By Audrey Fraizer
John Clark “JC” Ferguson received the Dispatcher of the Year Award at NAVIGATOR 2013 for the reasons listed on the IAED nomination form: compliance to protocol, teamwork, initiative to further professionalism and education, and the ability to work well under stress.
There’s also that one requirement posted further down in the selection criteria: a supporting audio file involving a difficult caller, extraordinary circumstance, or positive outcome. As anyone listening to the audio file of Ferguson can say, whoever nominated him certainly knew a remarkable call when he or she heard one.
Hysterics greeted the 9-1-1 dispatcher. The woman on the other end of the line was obviously panicked, but in short, irregular bursts she was able to explain her emergency well enough for Ferguson to understand. Her significant other had shot himself inside a locked closet.
“I can’t get in,” she cried.
Ferguson tells the caller to push open the locked closet, a request the woman initially declines because, as the audio file clearly indicates, she is scared, distraught, and dubious of what she will find. Ferguson persists in a calm and assertive voice.
“I will stay on the line as long as you need me,” he tells her.
Hesitantly though successfully, she manages to get inside the closet only to find her significant other bleeding severely from the self-inflicted wound. He is breathing. He is not conscious.

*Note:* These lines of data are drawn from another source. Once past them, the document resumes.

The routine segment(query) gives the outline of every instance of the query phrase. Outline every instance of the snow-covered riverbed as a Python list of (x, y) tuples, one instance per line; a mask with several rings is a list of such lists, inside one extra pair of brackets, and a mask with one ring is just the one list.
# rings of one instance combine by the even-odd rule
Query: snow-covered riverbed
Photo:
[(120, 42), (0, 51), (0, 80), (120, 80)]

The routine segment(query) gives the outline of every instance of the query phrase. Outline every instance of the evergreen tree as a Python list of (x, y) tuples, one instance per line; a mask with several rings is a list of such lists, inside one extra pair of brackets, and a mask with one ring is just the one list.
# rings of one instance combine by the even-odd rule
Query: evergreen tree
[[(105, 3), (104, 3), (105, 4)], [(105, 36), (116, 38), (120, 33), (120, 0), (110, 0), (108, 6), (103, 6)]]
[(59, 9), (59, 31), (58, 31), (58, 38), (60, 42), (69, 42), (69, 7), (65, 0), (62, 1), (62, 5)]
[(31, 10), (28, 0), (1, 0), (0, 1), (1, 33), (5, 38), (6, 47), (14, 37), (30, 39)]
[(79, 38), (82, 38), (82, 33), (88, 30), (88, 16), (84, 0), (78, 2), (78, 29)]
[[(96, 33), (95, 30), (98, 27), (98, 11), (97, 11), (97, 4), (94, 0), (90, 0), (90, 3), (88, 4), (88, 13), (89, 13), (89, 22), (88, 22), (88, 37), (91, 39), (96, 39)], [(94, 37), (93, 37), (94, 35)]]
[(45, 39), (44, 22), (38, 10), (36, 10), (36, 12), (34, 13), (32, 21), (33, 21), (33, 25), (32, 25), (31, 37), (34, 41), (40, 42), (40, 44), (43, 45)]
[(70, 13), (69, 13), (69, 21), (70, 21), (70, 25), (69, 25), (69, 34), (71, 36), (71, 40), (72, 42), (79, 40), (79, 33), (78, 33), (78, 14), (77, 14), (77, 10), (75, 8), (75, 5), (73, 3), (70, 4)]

A local police officer is the first responder to arrive on scene, entering the house through an unlocked door. The caller hands the phone to the officer, who lifts the man from out of the closet to lay straight on a hard surface, and Ferguson provides Pre-Arrival Instructions to control bleeding. Since the victim is breathing, CPR is not administered although the officer follows instructions for opening the man’s airway.
The call ends with the victim in the hands of paramedics. Ferguson never does find out about the man’s condition—whether he survived or died from the gunshot wound. He disconnects and goes on to the next call.
The exceptional care he provides is the hallmark of the call—and his job performance, in general—said IAED Associate Director Carlynn Page, who presented the Dispatcher of the Year Award during the Opening Session on Wednesday, April 17.
“His significant actions to get help for the victim exemplifies the mission of the Academy,” she said.
Ferguson looked a little overwhelmed by the award during his approach to the stage. He is dressed in his center’s “Class-A” uniform, and his wife Erin Patterson, a disaster emergency case manager, follows to take photos. He accepts the award—a clear globe on a silver pedestal—nods his appreciation, and leaves the stage.
Later, after the Opening Session, Ferguson admits that emergency dispatch was not his first choice for a profession. He was an EMT while working on his psychology degree from North Carolina State University. He graduated and accepted a position in civil engineering in Austin, where he grew up. It wasn’t for him. He applied for an opening at the Austin-Travis County EMS communications center.
“It wasn’t exactly what I wanted, but it was in the area of what I hoped to do,” he said. “It really turned out much better than I thought it would.”
Ferguson is into his third year in emergency communications. He finds the center environment “positive,” and the profession fits his personality. He enjoys learning new technology and coordinating response from the mix of phone types used to place calls. Ferguson has provided Pre-Arrival Instructions to help deliver babies and in an effort to help a bystander administer CPR.
“It comes naturally to me to quickly understand what a person needs in the non-visual environment,” he said. “I guess I also have the compassion it takes to do this.”